Innerhalb geschlossener Ortschaften ist die Geschwindigkeit im unmittelbaren Bereich von an Straßen gelegenen Kindergärten, -tagesstätten, -krippen, -horten, allgemeinbildenden Schulen, Förderschulen für geistig oder körperlich behinderte Menschen, Alten- und Pflegeheimen oder Krankenhäusern in der Regel auf Tempo 30 km/h zu beschränken, soweit die Einrichtungen über einen direkten Zugang zur Straße verfügen oder im Nahbereich der Einrichtungen starker Ziel- und Quellverkehr mit all seinen kritischen Begleiterscheinungen (z. B. Bring- und Abholverkehr mit vielfachem Ein- und Aussteigen, erhöhter Parkraumsuchverkehr, häufige Fahrbahnquerungen durch Fußgänger, Pulkbildung von Radfahrern und Fußgängern) vorhanden ist. Dies gilt insbesondere auch auf klassifizierten Straßen (Bundes-, Landes- und Kreisstraßen) sowie auf weiteren Vorfahrtstraßen (Zeichen 306). Im Ausnahmefall kann auf die Absenkung der Geschwindigkeit verzichtet werden, soweit etwaige negative Auswirkungen auf den ÖPNV (z. B. Taktfahrplan) oder eine drohende Verkehrsverlagerung auf die Wohnnebenstraßen zu befürchten ist. In die Gesamtabwägung sind dann die Größe der Einrichtung und Sicherheitsgewinne durch Sicherheitseinrichtungen und Querungshilfen (z. B. Fußgängerüberwege, Lichtzeichenanlagen, Sperrgitter) einzubeziehen. Die streckenbezogene Anordnung ist auf den unmittelbaren Bereich der Einrichtung und insgesamt auf höchstens 300 m Länge zu begrenzen. Die beiden Fahrtrichtungen müssen dabei nicht gleich behandelt werden. Die Anordnungen sind, soweit Öffnungszeiten (einschließlich Nach- und Nebennutzungen) festgelegt wurden, auf diese zu beschränken.“

(Rand-Nummer 13 XI zu „Zeichen 274 Zulässige Höchstgeschwindigkeit“)

 

Daraus ergibt sich, dass es grundsätzlich zahlreiche Möglichkeiten für eine städtische Straßenverkehrsbehörde gibt, in Abstimmung mit der Politik Einfluss auf das Geschwindigkeitsgeschehen auf den Straßen einer Stadt zu nehmen. Die Möglichkeit, stadtweit Tempo 30 km/h als Regelgeschwindigkeit innerorts einzuführen, gehört nicht dazu.

 

Hieran hat sich auch durch die im Jahr 2020 angestrebte neuerliche Novellierung der StVO nichts geändert.

 

Aus Sicht der Stadtverwaltung wird langfristig für eine sichere und umweltfreundliche Verkehrssituation durch die Erarbeitung und anschließende Umsetzung eines zeitgemäßen Mobilitätskonzeptes mehr erreicht (siehe Sitzungsvorlage WP 14-20 SV 61/278).
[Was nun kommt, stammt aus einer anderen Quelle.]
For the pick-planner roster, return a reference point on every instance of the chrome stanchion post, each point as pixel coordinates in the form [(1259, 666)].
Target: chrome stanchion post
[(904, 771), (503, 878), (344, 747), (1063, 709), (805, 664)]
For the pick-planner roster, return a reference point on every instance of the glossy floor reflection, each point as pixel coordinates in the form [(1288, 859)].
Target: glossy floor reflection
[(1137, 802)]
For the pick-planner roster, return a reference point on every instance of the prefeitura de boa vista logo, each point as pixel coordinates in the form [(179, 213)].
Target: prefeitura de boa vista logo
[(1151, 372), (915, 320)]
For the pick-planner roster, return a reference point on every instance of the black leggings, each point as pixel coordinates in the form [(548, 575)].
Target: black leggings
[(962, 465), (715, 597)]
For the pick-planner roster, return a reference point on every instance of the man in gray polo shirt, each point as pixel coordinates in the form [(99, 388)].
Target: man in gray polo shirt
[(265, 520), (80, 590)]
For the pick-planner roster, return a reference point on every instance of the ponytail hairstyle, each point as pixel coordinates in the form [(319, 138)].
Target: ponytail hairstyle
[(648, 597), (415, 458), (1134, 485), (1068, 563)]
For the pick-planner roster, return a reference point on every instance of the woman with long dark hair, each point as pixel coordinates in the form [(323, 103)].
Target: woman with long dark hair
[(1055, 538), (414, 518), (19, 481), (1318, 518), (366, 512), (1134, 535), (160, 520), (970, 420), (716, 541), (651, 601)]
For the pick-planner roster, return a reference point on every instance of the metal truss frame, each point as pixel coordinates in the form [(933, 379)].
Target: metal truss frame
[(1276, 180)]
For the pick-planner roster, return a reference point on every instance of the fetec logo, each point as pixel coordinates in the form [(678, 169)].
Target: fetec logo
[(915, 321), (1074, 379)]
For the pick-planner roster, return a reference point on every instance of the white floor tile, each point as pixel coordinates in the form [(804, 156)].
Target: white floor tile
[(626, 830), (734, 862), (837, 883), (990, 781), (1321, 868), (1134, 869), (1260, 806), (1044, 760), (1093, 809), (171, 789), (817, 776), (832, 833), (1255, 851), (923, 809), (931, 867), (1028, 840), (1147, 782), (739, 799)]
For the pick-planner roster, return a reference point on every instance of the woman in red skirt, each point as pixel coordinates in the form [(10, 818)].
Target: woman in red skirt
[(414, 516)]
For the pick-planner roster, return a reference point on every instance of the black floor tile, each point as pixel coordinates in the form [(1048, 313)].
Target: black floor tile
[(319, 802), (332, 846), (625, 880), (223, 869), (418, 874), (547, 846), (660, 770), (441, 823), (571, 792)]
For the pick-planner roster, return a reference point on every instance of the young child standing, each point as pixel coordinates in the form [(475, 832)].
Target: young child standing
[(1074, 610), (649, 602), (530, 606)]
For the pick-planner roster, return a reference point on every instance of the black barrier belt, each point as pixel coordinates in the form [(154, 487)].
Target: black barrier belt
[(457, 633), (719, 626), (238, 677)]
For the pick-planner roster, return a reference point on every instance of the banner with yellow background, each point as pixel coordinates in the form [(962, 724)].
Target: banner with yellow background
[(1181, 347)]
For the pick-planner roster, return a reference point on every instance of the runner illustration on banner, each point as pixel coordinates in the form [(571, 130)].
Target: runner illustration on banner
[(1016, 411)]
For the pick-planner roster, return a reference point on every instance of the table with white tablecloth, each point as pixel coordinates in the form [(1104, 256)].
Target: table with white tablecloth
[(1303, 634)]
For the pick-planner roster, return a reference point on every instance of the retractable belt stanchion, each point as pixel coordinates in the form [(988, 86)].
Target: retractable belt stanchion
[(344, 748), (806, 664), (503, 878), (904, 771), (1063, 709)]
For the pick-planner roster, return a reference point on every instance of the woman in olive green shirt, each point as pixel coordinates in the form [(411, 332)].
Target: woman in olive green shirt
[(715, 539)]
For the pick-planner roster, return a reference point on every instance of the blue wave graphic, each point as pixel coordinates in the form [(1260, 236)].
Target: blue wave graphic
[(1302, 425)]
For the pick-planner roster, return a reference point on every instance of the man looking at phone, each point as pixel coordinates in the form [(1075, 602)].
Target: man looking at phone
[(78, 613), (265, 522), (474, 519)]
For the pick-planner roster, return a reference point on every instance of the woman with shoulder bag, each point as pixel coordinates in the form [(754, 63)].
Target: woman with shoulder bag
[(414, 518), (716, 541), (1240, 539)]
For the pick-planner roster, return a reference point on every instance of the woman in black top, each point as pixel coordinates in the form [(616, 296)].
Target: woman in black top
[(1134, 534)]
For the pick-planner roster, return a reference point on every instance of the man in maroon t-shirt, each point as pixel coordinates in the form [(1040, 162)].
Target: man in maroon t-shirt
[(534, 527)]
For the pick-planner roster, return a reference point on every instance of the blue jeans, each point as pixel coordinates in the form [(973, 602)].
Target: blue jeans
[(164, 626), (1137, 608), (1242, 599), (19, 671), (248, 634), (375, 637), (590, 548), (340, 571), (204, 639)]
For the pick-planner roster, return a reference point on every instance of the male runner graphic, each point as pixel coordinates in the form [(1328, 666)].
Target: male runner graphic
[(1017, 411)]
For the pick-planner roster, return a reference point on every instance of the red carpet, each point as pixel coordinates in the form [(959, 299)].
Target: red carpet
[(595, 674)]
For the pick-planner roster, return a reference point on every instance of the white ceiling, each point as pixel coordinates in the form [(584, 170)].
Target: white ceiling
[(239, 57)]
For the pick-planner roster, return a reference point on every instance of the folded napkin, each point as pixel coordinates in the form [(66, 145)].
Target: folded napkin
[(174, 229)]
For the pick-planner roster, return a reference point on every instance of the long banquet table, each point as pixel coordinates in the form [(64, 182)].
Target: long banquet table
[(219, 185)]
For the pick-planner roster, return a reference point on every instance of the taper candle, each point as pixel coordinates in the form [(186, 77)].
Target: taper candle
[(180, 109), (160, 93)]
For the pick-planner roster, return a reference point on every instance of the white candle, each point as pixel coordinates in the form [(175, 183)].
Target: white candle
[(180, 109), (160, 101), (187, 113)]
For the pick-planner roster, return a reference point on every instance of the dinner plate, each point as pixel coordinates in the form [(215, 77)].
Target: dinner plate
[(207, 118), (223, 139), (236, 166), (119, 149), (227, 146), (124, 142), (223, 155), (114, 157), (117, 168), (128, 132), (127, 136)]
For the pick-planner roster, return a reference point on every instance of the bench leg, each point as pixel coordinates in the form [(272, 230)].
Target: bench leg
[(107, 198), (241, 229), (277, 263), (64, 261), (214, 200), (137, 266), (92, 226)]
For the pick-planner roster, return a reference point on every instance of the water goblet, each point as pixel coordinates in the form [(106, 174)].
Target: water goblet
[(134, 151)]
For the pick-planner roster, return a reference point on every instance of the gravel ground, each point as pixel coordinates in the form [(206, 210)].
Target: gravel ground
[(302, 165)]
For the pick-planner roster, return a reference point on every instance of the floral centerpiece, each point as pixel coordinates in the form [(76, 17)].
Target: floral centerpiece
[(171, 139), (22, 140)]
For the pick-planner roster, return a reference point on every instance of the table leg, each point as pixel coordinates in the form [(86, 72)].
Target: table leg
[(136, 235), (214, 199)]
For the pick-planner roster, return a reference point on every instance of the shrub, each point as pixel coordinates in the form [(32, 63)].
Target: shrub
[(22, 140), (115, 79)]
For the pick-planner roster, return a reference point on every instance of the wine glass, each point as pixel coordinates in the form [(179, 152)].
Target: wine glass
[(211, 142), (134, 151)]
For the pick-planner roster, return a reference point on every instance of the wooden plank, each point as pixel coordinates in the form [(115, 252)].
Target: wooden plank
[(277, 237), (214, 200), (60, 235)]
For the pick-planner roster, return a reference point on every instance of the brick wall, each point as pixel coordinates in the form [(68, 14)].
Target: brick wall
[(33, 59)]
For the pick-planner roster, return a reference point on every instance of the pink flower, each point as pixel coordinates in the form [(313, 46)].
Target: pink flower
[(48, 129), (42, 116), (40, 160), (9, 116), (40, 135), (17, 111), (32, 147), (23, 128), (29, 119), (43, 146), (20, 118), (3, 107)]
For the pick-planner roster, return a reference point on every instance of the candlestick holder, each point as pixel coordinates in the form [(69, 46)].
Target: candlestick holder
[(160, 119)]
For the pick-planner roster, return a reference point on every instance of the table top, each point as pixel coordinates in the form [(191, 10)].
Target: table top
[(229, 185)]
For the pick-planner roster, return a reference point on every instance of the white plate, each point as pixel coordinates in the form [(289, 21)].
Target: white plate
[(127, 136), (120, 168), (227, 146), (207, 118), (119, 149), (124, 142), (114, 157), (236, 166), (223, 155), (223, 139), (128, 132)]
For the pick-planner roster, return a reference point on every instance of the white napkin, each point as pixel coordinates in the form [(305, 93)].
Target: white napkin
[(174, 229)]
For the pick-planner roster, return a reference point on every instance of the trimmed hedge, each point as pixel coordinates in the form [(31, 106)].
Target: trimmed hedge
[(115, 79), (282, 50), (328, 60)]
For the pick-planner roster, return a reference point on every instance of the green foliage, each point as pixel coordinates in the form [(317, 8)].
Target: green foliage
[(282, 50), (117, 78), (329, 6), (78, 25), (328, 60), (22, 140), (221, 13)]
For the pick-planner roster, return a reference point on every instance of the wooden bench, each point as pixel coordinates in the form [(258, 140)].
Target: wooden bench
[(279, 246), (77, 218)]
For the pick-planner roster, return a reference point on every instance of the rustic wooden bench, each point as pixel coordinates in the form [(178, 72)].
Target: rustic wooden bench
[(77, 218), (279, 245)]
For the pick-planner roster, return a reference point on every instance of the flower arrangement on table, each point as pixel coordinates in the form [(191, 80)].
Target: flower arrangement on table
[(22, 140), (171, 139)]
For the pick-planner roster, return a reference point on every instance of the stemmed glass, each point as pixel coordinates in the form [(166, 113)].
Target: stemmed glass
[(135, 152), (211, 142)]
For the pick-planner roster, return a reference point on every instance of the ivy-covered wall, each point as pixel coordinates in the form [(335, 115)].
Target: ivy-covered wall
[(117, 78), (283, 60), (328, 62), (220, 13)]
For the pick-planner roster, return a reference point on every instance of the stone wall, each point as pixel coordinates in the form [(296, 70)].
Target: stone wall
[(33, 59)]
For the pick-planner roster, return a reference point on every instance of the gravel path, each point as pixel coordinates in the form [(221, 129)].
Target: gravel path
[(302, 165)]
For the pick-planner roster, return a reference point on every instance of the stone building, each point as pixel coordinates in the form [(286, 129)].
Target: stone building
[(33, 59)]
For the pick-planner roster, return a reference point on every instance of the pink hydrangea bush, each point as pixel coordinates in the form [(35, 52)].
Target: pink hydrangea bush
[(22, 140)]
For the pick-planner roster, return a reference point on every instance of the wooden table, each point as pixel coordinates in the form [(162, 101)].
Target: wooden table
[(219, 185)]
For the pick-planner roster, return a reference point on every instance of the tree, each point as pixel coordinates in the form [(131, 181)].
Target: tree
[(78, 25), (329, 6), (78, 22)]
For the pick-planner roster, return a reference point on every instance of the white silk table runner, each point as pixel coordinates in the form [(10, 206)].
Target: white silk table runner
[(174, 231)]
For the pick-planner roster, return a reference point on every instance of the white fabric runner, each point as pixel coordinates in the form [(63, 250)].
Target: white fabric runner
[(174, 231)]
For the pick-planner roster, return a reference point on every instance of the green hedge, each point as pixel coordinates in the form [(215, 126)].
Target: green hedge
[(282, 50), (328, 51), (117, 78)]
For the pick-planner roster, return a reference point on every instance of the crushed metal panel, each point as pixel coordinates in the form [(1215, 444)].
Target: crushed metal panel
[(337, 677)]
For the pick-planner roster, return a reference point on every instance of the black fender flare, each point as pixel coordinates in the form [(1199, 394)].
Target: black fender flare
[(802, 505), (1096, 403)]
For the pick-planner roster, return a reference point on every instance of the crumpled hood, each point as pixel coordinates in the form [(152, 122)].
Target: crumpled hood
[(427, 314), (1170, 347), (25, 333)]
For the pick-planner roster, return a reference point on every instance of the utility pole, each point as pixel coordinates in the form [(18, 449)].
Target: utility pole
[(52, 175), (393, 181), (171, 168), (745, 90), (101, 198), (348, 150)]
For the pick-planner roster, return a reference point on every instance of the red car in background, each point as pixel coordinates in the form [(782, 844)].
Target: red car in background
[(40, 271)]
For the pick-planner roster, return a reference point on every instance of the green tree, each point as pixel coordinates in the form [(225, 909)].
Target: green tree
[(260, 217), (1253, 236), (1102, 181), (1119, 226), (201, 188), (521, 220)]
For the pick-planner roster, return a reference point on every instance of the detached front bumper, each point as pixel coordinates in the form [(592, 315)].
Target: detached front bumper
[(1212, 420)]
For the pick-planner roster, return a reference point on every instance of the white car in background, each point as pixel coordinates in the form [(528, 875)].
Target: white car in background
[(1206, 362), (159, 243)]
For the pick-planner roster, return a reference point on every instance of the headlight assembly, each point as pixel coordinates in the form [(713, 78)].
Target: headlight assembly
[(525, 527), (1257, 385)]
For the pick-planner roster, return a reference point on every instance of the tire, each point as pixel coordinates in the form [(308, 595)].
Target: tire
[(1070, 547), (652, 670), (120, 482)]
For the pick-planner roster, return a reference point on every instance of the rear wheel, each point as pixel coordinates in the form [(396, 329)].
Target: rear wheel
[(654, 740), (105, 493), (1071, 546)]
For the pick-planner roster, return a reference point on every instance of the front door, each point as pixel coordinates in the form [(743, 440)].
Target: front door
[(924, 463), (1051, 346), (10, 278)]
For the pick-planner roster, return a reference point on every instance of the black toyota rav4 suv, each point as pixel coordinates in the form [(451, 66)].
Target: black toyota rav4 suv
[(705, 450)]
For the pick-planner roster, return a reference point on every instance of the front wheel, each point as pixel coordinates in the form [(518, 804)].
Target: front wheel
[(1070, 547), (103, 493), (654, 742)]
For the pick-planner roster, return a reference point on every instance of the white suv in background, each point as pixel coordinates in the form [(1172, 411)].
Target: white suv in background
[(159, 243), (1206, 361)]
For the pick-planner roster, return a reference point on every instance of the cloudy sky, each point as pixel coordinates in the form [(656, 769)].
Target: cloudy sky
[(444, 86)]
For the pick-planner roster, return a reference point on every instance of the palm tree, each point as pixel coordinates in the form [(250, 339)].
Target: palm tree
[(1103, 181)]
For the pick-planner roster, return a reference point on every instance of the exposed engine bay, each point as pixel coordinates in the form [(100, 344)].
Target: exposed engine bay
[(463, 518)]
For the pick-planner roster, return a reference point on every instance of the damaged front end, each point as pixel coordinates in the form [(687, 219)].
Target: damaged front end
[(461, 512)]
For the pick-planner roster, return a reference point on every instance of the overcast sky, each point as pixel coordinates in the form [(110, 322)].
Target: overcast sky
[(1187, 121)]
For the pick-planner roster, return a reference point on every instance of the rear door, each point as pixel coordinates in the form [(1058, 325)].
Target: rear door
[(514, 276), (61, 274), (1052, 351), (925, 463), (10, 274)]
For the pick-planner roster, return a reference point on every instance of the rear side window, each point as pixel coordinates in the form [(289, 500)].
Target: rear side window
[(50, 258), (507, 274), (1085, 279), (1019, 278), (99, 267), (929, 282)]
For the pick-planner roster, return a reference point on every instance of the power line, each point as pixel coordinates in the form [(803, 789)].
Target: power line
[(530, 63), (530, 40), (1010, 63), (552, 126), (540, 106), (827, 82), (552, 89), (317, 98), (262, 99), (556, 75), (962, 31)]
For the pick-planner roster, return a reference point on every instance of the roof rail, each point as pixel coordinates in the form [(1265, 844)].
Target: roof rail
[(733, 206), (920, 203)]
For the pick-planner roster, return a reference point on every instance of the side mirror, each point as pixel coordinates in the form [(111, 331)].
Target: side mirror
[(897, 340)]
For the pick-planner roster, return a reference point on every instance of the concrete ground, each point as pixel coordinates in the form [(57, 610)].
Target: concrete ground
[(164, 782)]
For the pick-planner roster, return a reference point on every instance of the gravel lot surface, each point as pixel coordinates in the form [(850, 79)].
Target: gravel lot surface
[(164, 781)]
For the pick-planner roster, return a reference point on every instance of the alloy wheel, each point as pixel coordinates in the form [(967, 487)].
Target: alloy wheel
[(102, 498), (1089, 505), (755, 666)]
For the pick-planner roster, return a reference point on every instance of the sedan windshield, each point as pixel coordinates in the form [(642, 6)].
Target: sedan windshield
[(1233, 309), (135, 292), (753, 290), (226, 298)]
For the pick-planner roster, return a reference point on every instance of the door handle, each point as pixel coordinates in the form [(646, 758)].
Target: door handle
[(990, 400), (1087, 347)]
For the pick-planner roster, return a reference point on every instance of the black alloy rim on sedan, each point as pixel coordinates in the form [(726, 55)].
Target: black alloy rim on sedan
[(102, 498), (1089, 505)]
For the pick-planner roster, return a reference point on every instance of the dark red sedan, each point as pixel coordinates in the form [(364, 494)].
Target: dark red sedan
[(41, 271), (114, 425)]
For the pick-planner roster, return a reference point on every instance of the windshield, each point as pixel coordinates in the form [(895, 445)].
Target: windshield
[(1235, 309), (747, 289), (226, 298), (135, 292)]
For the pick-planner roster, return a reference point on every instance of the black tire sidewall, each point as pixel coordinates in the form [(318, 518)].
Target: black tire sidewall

Die von der DUH vorgeschlagenen Maßnahmen sind dagegen entweder nur kurzfristig oder aber nicht zulässig.

 

Sollte der Ausschuss dem Antrag - ggfs. in Teilen - zustimmen, müssen die für die Planung und Umsetzung notwendigen finanziellen und personellen Ressourcen ermittelt werden.

 

 

Gez.

B. Alkenings

 

 

Klimarelevanz:

 

Vom Grundsatz her bedeutet eine quantitativ relevante Verlagerung der Mobilität auf ein umweltfreundliches Verkehrsmittel wie das Fahrrad immer auch einen Zugewinn im Bereich der Luftqualität.